Fifty years ago Saturday, Lyndon Johnson signed the Immigration and Nationality Act of 1965 into law. Though it has been modified since then, the bill — known as the Hart-Celler Act after its sponsors — established the paradigm for today’s immigration system.
All the supporters’ confident claims about the bill’s impact were proven incorrect, some within just a few years. President Johnson said, “This bill we sign today is not a revolutionary bill. It does not affect the lives of millions. It will not restructure the shape of our daily lives.” Attorney General Robert Kennedy wrote that, “It would increase the amount of authorized immigration by only a fraction.” Senator Claiborne Pell said, “Contrary to the opinions of some of the misinformed, this legislation does not open the floodgates.”
Senator Ted Kennedy’s assurances are so absurdly off-base that they should be carved into the marble of the U.S. Capitol as a caution to anyone making claims about the future effects of grand legislation on any subject:
The bill will not flood our cities with immigrants. It will not upset the ethnic mix of our society. It will not relax the standards of admission. It will not cause American workers to lose their jobs.
As my colleague Jerry Kammer writes in a new paper on the 50th anniversary of the 1965 law, as early as 1968 “the New York Times reported that ‘the extent of the change’ in immigration because of the new law had surprised nearly everyone.” The number of green cards issued in 1968, when the law fully took effect, was already more than 50 percent higher than in 1965; it’s more than doubled again since then.

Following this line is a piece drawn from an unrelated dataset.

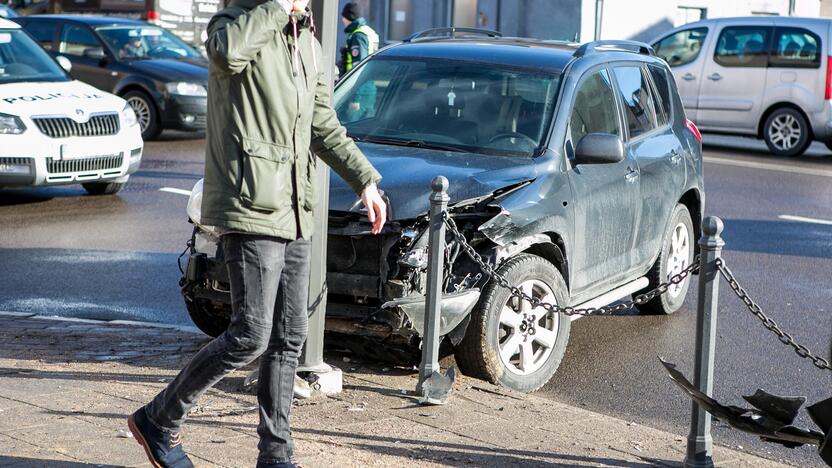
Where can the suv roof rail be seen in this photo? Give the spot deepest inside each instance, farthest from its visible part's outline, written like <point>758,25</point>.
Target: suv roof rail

In my more uncharitable moods, I think they were simply lying — in Senator Kennedy’s case, it would hardly be the first or last time. But that’s not usually the way people work. The bill’s sponsors must really have believed their own press releases.
Even if some of them had doubts, they were fixated on ending the old national-origins quota system that gave preference to immigrants from northern and western Europe. The system, first put in place in the 1920s, stood at odds with the 1960s’ civil-rights efforts and was seen as putting us at a disadvantage in our competition with the Soviet Union to win hearts and minds in the emerging third world.
Hart-Celler’s supporters were so eager to get rid of a failed system that they didn’t seriously consider concerns that their preferred solution might not work as intended. As Kammer said in a panel discussion this week, the bill’s supporters “wanted to repeal something that they thought was unjust. . . . Everything else was secondary.”
This same unconcern with consequences has marked the more recent efforts at “comprehensive immigration reform.” Supporters of the 2006–07 McCain-Kennedy drive for amnesty and the 2013 Schumer-Rubio effort — which is to say Presidents Bush and Obama, almost all the Democrats in Congress, and many of the Republicans — saw (and see) granting legal status to illegal aliens as the overriding goal, to which everything else is secondary. Their reasons are different, of course. Democrats have convinced themselves that it’s a moral imperative, while establishment Republicans have convinced themselves that they can boost their share of the Hispanic vote if only the issue of illegal immigration would go away. They’re wrong in both cases, but what matters is that they believe they’re right.
Everything in those bills served the imperative of amnesty. Need corporate interests to back amnesty? Give them massive increases in immigration and “temporary” workers. Republican lawmakers need political protection from the yokels who sent them to Congress? Make lots of promises about increased enforcement. Dick Jones’s quote from Robocop — “Who cares if it worked or not?” — is too cynical to describe the conscious thoughts of most amnesty proponents, but it does capture the end result. So long as such measures help drag amnesty — the paramount good — over the legislative finish line, amnesty supporters assure themselves that the rest will all work out in the end.
But there’s no reason for us to believe them. As we mark the 50th anniversary of the Hart-Celler Act — having also been duped by the false assurances of the amnesty bill whose 30th anniversary is next year — we must reject the indifference to consequences that has marked half a century of immigration policymaking.
— Mark Krikorian has served as executive director of the Center for Immigration Studies since 1995.